METHODS: One eye of a 93-year-old woman with bilateral drusen-driven GA of AMD was analyzed. RPE loss and reduced photoreceptor segment integrity (rPSi) was quantified automatically in clinical OCT volumes over a five-year period ending six years pre-mortem. In transmission electron micrographs of the outer junctional zone (OJZ) and a comparison area, tissue component volumes were measured.
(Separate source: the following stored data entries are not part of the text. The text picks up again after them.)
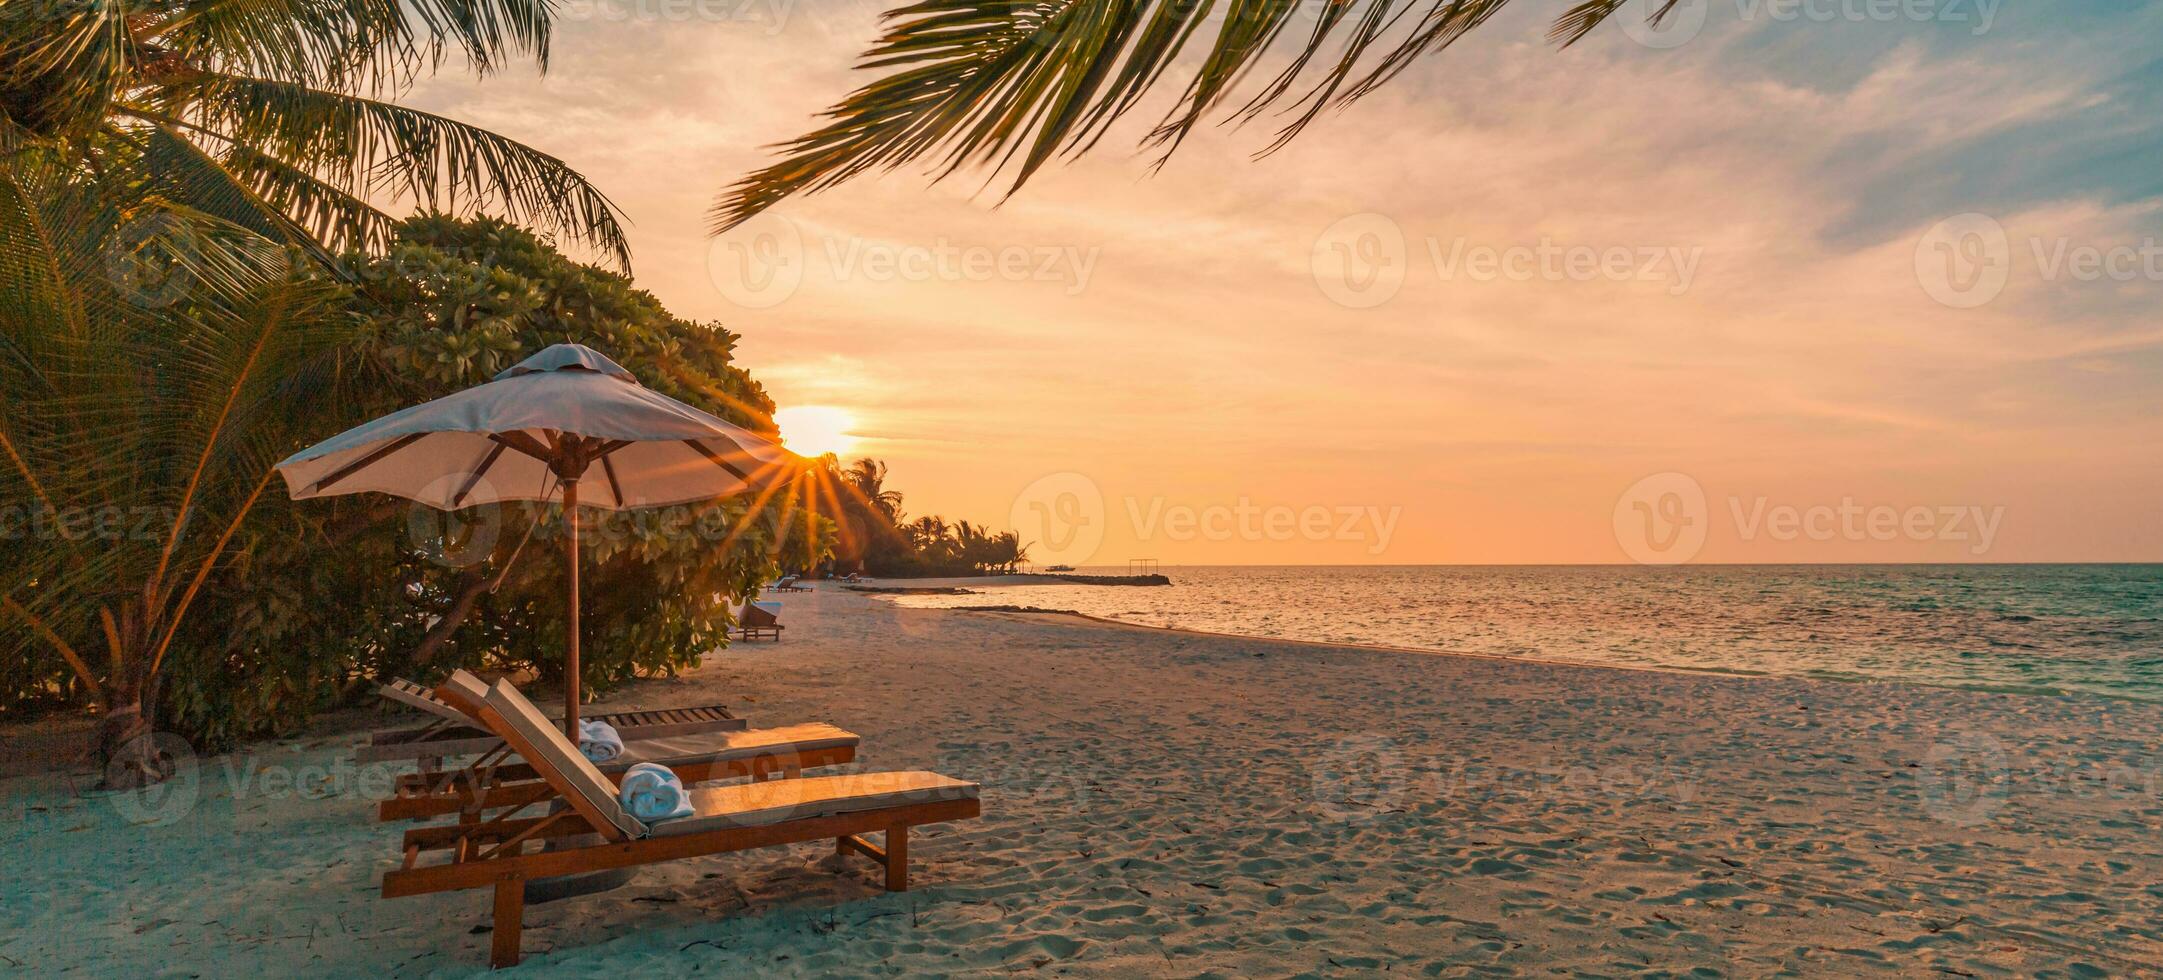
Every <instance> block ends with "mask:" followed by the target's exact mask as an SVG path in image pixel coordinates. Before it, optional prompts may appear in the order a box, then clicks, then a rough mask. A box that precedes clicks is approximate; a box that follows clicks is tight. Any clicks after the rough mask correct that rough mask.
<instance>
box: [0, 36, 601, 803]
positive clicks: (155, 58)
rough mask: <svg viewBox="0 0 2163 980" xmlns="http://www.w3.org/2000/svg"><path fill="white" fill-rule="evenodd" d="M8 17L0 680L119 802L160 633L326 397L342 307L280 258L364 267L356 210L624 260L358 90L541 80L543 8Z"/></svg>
mask: <svg viewBox="0 0 2163 980" xmlns="http://www.w3.org/2000/svg"><path fill="white" fill-rule="evenodd" d="M24 6H26V9H22V11H15V9H13V6H11V9H9V11H6V15H4V17H0V392H6V400H4V405H0V500H11V502H24V504H28V508H30V515H32V521H30V526H32V534H30V539H28V541H11V543H9V558H6V560H4V562H0V658H30V655H32V653H43V655H48V658H52V655H56V658H58V660H61V662H65V668H67V675H69V677H71V679H74V681H71V684H74V688H78V692H80V694H82V697H87V699H91V701H93V703H95V707H97V710H102V712H104V720H102V725H99V738H97V749H99V762H102V764H106V772H108V781H110V783H115V785H134V783H138V781H145V779H156V777H158V766H156V759H154V757H151V749H149V746H151V744H154V742H151V740H149V738H143V736H147V733H149V731H154V718H151V714H154V710H156V703H158V690H160V684H158V679H160V671H162V668H164V660H167V653H169V651H171V647H173V640H175V636H177V634H180V627H182V621H184V619H186V614H188V608H190V606H193V604H195V599H197V595H199V593H201V588H203V584H205V582H208V580H210V578H212V573H216V571H218V569H221V567H225V565H227V562H234V560H240V558H244V556H247V554H249V541H251V539H253V537H255V534H257V532H260V530H249V532H247V534H244V532H242V524H244V521H247V517H249V513H251V511H253V506H255V502H257V500H262V495H264V493H266V489H268V487H270V480H273V469H270V463H273V461H275V459H277V456H279V454H281V452H283V450H290V448H294V446H298V439H296V437H294V433H288V431H283V424H286V420H288V418H296V415H305V413H298V411H290V409H292V407H294V405H298V402H301V400H303V398H314V400H318V402H320V400H322V398H324V392H327V389H331V381H335V376H316V374H314V372H318V370H329V363H327V361H329V359H331V357H329V355H331V353H333V350H335V344H337V342H340V340H342V337H344V335H346V333H348V325H350V314H344V312H342V309H337V303H340V296H342V288H340V286H335V283H333V281H331V279H327V277H322V275H320V268H322V266H318V264H301V266H298V268H296V266H294V262H292V257H294V255H296V253H298V255H314V257H318V260H324V257H329V255H331V253H337V251H344V249H381V247H385V244H387V242H389V236H392V234H394V231H392V218H389V216H387V214H383V212H381V210H376V208H374V206H372V203H368V197H370V195H387V197H402V199H409V201H415V203H422V206H428V208H450V210H491V212H495V214H502V216H508V218H515V221H528V223H539V225H543V227H549V229H556V231H560V234H565V236H569V238H573V240H580V242H586V244H593V247H597V249H601V251H608V253H612V255H614V257H616V262H619V264H623V262H627V249H625V244H623V231H621V227H619V225H616V214H614V208H612V206H610V203H608V199H606V197H601V195H599V193H597V190H595V188H593V186H588V184H586V180H584V177H580V175H578V173H573V171H571V169H569V167H565V164H562V162H560V160H556V158H549V156H545V154H539V151H534V149H530V147H523V145H519V143H513V141H508V138H502V136H497V134H491V132H485V130H476V128H472V125H463V123H456V121H450V119H443V117H437V115H428V112H417V110H409V108H402V106H394V104H389V102H383V100H379V97H374V95H379V93H383V91H396V89H400V87H402V84H407V82H411V80H413V78H417V76H420V74H422V71H430V69H435V65H437V63H439V61H441V58H443V56H446V54H452V52H456V54H463V56H465V58H467V63H469V65H472V67H474V69H476V71H480V74H487V71H493V69H495V67H500V65H504V63H506V61H508V58H513V56H534V58H536V61H541V63H545V58H547V39H549V11H552V4H549V0H160V2H145V0H106V2H52V4H24ZM99 651H102V653H99ZM48 662H50V660H48Z"/></svg>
RESULTS: By OCT, rPSi area exceeded RPE loss at baseline. Yearly RPE loss (2.432 mm2) exceeded rPSi (1.770 mm2) as these areas converged. By microscopy, the mean distance between the external limiting membrane (ELM) and RPE basal lamina in the OJZ was 50% of the comparison. Volumes of interphotoreceptor space, outer segments, inner segment myoids, inner segment ellipsoids, and in-layer RPE were 16%, 17%, 25%, 50%, and 104%, respectively, of the comparison. Cone inner segments exhibited fragmented and translocating mitochondria over drusen and at the ELM descent. In some OCT scans, the descent appeared especially hyperreflective.
CONCLUSIONS: In this first clinicopathologic correlation of an AMD eye with a known GA growth rate, the area of rPSi (a composite representing photoreceptor shortening, disorganization, altered waveguiding, and true cell death) exceeds the area of RPE loss. The OJZ exhibits dysmorphic but continuous RPE. Photoreceptors degenerate from the outer segments inward. Mitochondrial fission and translocation at the ELM descent may be visible clinically.